Fig. 9 illustrates a construction generally similar to that shown in Fig. 8 but wherein the cells 810 are circular in shape as defined by the array of circular tubes 812 which, again, are engaged both circumferentially and radially. Note that in both embodiments illustrated in Figs. 8 and 9, additional axial cells are created at 714, 814, respectively, at the interstices between the tubes 712, 812.

Other cell constructions are contemplated by the invention, the significant design feature being the creation of axially-extending, unobstructed cells to cause the tip leakage flow to remain in a substantially axial direction, so as to prevent radially inward turning and subsequent mixing of the tip leakage flow with the main combustion gas flow. In this regard, the individual cells in any given cellular structure need not be of uniform size and shape, so long as the design feature mentioned above is satisfied.

To this point, the various cell constructions have been shown to extend substantially parallel to the rotation axis of the rotor.

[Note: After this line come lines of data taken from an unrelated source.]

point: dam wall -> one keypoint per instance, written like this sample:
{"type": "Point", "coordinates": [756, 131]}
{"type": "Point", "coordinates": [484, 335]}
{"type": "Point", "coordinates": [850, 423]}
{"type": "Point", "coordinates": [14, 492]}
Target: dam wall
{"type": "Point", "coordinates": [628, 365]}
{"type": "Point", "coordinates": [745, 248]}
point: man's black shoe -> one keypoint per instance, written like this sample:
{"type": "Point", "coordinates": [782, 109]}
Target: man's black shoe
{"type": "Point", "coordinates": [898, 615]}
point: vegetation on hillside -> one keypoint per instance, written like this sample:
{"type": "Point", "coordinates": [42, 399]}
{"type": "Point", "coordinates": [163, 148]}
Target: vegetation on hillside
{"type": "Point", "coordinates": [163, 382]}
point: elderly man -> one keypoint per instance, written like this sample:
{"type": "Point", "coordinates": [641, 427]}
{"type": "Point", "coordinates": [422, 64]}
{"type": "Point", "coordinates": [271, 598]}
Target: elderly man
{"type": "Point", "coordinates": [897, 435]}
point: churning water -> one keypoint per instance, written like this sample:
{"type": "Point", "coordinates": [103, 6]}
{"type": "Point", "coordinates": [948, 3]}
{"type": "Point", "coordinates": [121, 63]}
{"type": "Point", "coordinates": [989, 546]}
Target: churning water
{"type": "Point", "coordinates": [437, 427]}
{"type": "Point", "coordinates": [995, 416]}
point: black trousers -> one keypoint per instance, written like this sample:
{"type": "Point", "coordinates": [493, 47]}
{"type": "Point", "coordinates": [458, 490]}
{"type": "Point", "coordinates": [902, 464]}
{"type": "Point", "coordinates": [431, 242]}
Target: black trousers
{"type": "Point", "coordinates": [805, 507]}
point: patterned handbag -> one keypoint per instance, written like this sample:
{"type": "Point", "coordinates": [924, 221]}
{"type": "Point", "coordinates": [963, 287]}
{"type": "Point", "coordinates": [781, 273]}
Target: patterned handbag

However, as shown in Figs. 10, 11, and 12, the cell arrays (using cells 138 as an example) may be slanted in an axial direction at an angle to one side of the rotor axis of up to about 45° (Fig. 10), parallel to the rotor axis (Fig. 11) or slanted to the opposite side (Fig. 12), again up to about 45°. The orientation will depend on the direction of the main combustion gas flow. By aligning the tip leakage flow with the main gas flow, it is expected that an even further decrease in air mixing losses will be achieved.

While the invention has been described in connection with what is presently considered to be the most practical and preferred embodiment, it is to be understood that the invention is not to be limited to the disclosed embodiment, but on the contrary, is intended to cover various modifications and equivalent arrangements included within the scope of the appended claims.